2. **Driver Mapping** – define win rates, velocity, expansion, churn, pricing, and seasonality inputs.
3. **Scenario Logic** – establish base/upside/downside cases with tunable levers for sensitivity analysis.
4. **Model Governance** – list data sources, refresh cadence, validation checks, and ownership.
5. **Output Packaging** – standardize tables, charts, and narrative prompts for exec review.

## Templates
- Driver tree diagram connecting levers to KPIs.
- Scenario sheet (assumption → base/upside/downside values).
- Model QA checklist (data freshness, formula audits, version history).

## Tips
- Keep raw inputs + assumptions in version control for auditability.
- Pair with `variance-analysis` skill to recalibrate after each cycle.
- Automate sensitivity runs to answer "what-if" questions during reviews.

---

Overview

This skill helps design, tune, and audit revenue forecast models for sales, marketing, customer success, and revenue operations. It provides a practical framework, templates, and checks to move forecasts from ad-hoc spreadsheets to governed, repeatable models.
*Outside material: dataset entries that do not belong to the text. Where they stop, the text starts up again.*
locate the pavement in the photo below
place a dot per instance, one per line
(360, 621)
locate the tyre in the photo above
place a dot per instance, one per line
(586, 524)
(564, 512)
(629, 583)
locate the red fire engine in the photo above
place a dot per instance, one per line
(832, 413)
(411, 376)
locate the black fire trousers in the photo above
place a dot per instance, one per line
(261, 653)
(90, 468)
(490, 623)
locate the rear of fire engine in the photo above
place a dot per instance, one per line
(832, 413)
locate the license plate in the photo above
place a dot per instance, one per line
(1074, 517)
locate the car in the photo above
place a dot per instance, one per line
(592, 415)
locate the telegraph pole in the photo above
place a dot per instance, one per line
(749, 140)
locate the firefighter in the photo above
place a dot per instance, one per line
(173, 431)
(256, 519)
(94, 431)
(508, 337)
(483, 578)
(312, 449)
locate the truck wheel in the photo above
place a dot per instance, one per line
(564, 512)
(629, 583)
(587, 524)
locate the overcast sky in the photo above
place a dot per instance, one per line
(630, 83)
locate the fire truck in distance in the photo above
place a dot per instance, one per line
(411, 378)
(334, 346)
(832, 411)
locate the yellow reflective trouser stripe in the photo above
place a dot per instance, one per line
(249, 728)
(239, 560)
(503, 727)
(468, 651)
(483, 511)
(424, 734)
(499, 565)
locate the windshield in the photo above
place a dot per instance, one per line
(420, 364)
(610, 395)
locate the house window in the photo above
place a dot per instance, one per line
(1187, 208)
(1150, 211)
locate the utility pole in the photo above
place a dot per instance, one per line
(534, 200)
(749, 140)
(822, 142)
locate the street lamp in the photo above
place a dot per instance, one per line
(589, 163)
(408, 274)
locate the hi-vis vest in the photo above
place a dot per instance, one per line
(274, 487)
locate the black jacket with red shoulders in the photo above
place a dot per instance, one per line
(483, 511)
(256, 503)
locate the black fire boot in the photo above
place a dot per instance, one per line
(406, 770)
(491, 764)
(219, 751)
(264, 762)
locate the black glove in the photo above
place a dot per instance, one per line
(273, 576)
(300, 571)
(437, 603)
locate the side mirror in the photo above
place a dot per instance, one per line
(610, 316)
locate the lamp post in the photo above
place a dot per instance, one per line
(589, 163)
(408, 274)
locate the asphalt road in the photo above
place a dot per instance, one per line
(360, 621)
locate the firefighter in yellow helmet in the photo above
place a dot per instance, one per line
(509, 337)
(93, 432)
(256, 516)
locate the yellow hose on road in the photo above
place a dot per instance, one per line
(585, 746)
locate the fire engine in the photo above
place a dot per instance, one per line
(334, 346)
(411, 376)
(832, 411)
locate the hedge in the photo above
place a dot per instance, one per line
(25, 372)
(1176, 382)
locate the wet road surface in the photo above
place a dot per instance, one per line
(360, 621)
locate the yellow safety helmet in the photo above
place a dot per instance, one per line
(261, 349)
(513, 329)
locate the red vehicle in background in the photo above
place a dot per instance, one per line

Use it to standardize assumptions, run scenarios, and present defensible outputs to executives.

How this skill works

The skill guides you through method selection (bottom-up, top-down, cohort, or blended), maps model drivers (win rates, velocity, expansion, churn, pricing, seasonality), and codifies scenario logic for base/upside/downside cases. It includes governance steps: data source inventory, refresh cadence, validation checks, and ownership. Templates and QA checklists help package outputs as standardized tables, charts, and narratives for review.

When to use it

  • Launching a new forecasting cadence or revising methodology
  • Preparing scenario analysis for board meetings or budget cycles
  • Auditing deviations between forecast, pipeline, and actuals
  • Tuning levers during quarter planning or reforecasting
  • Establishing model governance and version control

Best practices

  • Select and document one primary forecasting method and when blended approaches apply
  • Map driver trees so each KPI links to a measurable input or data source
  • Keep raw inputs and assumptions in version control for auditability
  • Automate sensitivity runs to support rapid what-if analysis
  • Define validation checks and a refresh cadence before relying on outputs

Example use cases

  • Build a bottom-up CRM forecast with win-rate and velocity drivers to justify next quarter targets
  • Create base/upside/downside scenarios for a board pack and quantify revenue variance ranges
  • Audit an existing model: validate data freshness, test formulas, and reconcile to actuals
  • Run automated sensitivity sweeps on pricing or churn to inform pricing experiments
  • Package standardized charts and narrative prompts for executive review and decision-making

FAQ

What forecasting method should I start with?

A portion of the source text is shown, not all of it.